Возможно, в тот ноябрьский вечер, когда за окном бушевала небывалая буря и Игорь вдруг упал со стула, а она, медик, сразу поняла, что это инсульт, к тому же очень тяжелый, так что спасения не будет, Ирму прежде всего охватило чувство не потери, а какого-то облегчения. И несколько дней, прошедшие до похорон, она сидела, запершись в комнате, постепенно приходя к мысли, что в послевоенной жизни Игоря ничто не могло вызвать подлинного сочувствия к нему, потому что ему давали всё, а он не смог ничего принять и ни за что отплатить. Совсем наоборот, с каждым мгновением в ней росли жалость и одновременно злость на самое себя: как могла подчиниться силе привычки, испугаться нового, непривычного, не решиться изменить свою жизнь; как, жалея труса, стала постепенно трусливой и она сама, снова и снова откладывая решение разрубить все с маху; как смогла постоянно идти на компромиссы с совестью, которая противилась ее долготерпению, боязливости, черт знает чему еще. А жизнь осталась непрожитой.

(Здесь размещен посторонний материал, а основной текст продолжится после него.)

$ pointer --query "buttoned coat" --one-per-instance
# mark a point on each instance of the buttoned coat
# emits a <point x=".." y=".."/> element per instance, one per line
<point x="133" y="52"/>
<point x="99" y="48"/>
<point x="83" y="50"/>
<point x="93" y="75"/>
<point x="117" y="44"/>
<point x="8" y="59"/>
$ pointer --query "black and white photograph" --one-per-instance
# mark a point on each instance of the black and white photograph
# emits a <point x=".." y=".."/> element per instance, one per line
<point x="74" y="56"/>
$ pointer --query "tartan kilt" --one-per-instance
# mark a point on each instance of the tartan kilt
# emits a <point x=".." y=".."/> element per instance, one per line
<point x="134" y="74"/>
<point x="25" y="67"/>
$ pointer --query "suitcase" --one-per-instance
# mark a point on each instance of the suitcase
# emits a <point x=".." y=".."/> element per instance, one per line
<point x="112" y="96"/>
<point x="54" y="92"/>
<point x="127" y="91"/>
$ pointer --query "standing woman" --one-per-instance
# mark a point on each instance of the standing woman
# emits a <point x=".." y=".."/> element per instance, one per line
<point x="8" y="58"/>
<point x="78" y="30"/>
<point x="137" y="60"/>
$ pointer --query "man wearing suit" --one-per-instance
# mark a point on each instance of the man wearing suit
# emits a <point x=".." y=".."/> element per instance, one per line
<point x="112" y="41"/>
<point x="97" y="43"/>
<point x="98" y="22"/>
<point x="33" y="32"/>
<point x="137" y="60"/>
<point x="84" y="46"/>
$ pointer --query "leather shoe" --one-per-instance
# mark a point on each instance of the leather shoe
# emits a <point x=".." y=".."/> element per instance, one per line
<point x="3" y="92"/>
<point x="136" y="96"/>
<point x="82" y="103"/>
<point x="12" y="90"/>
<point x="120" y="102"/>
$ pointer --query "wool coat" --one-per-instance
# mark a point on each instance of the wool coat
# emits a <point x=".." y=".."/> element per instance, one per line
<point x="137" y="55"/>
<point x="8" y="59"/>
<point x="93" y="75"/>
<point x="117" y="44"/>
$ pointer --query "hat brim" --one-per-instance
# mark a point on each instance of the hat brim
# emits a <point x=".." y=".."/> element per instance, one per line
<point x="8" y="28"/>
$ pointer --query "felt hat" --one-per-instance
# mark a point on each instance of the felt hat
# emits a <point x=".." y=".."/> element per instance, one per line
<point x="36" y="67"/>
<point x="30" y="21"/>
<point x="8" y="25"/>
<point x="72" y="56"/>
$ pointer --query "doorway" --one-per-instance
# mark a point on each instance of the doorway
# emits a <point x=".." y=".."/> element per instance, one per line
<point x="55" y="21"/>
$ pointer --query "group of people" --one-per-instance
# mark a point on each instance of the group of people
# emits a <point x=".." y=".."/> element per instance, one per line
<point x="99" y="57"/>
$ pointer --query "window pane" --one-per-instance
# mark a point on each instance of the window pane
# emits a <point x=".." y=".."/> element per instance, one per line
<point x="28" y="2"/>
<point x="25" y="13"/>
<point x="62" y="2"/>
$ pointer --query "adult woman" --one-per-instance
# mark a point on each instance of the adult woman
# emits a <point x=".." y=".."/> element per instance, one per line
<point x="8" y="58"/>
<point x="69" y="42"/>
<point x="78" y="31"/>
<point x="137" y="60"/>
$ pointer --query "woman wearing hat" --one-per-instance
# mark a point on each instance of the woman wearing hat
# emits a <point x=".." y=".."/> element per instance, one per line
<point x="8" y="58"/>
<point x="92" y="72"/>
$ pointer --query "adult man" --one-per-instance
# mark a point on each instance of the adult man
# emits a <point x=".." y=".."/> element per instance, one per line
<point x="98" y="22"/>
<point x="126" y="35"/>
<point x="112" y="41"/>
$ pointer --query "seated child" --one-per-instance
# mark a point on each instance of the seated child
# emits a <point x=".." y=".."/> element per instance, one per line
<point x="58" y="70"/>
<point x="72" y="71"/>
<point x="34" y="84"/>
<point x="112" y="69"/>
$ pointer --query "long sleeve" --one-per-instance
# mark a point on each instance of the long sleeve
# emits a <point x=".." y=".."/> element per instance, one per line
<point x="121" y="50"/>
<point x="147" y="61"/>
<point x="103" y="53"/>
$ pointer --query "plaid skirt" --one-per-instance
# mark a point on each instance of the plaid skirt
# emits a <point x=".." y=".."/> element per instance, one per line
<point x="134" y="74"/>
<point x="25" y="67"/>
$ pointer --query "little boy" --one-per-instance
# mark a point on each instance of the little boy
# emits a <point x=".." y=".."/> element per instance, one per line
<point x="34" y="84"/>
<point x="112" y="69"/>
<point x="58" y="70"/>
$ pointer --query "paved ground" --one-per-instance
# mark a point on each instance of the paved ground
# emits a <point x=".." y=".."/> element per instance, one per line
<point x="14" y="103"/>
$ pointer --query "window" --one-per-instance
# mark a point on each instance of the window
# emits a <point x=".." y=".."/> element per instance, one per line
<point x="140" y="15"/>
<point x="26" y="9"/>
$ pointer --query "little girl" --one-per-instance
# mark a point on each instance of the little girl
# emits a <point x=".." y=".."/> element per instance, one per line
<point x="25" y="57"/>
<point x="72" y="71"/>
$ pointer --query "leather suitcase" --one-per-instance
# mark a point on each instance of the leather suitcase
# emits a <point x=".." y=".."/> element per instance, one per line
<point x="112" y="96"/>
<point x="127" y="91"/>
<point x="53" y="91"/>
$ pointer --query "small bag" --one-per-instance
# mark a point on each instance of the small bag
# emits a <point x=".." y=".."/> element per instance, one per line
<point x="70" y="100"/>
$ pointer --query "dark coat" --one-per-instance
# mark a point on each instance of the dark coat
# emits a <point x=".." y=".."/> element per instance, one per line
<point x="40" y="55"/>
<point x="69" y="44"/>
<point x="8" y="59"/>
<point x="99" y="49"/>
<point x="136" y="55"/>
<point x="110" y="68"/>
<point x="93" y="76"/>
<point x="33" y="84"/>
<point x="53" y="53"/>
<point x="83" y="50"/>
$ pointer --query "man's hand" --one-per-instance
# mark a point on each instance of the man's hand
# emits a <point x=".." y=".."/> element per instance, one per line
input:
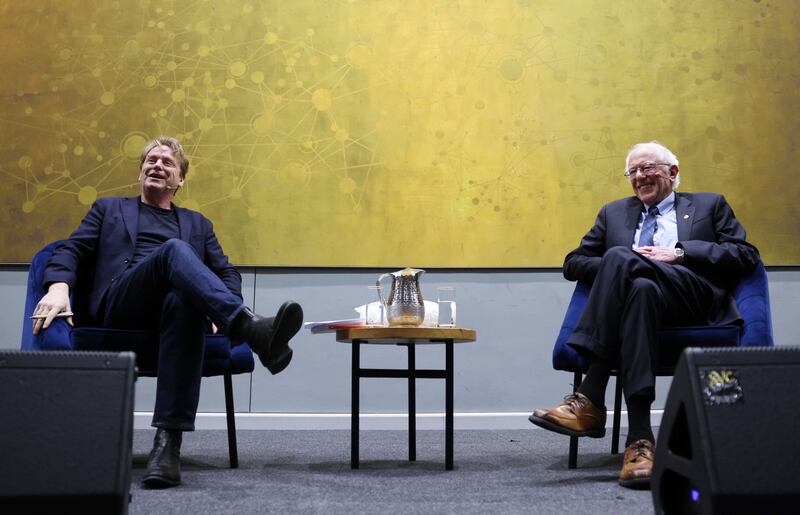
<point x="662" y="254"/>
<point x="54" y="302"/>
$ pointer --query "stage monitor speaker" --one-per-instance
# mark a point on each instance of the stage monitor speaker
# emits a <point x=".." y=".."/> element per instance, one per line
<point x="66" y="431"/>
<point x="729" y="440"/>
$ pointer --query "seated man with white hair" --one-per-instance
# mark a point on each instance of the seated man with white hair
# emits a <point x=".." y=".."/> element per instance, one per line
<point x="658" y="258"/>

...И сейчас, на пути в Киев, в темноте вагона, ей стало так жаль себя, что, забыв о втором пассажире, она всхлипнула громко и жалобно, как ребенок. И как ребенок, резко повернулась на бок, позволив расслабленной, словно неживой, руке соскользнуть с дивана. Словно только того и ожидая, кто-то прикоснулся к ее холодным пальцам, мягко и бережно приложил их к своей щеке. От этой робкой ласки Ирма расплакалась в голос, не смущаясь чужого человека, а наоборот — чувствуя, что только рядом с ним можно проливать слезы вот так, от всего сердца, когда с каждой упавшей слезой освобождаешься, возрождаешься, становишься моложе.
«Но почему так поздно, с таким опозданием поняла я все это? Почему так ошибалась? Потому ли, что не было у меня настоящей юности — с соловьиными ночами, тайными свиданиями? И не было еще чего-то: первого увлечения, безумной поры... А природа не терпит пустоты, и сейчас снова и гораздо сильнее хочется того, о чем мечтаешь в восемнадцать лет... И тогда приходит эта боль, потому что нельзя заново прожить непрожитое...»
— Андрей Петрович, — окликнула она моряка, все еще всхлипывая, — только, пожалуйста, не жалейте меня. Терпеть не могу... Ненавижу жалость.
— Я только хочу вам сказать... — он запнулся, как бы подбирая слова. — Не удивляйтесь, что я, старый морской волк, заговорю о Бетховене. Но ведь вы помните Девятую... Там трагическое все время сопровождается мелодией радости и надежды. А для нас это означает вот что: жить еще можно, надо только отказаться от представления о том, что приближение старости — несчастье, мрачный вечер, пессимизм. Нет-нет, правы французы: я однажды услышал в Гавре от старого докера: бабье лето — это третий этап в жизни человека, столь же полноправный и богатый, как оба предыдущие. Еще можно и надеяться, и любить... Просто в каждом возрасте любовь иная, а самая последняя — особенная, но не менее прекрасная.
Он умолк. Ирма попросила: «Еще, еще...» Андрей Петрович молчал. Сидя на своем диване, он не выпускал пальцев Ирмы, перебирал их, словно проверяя — все ли на месте и все ли здоровы, крепки.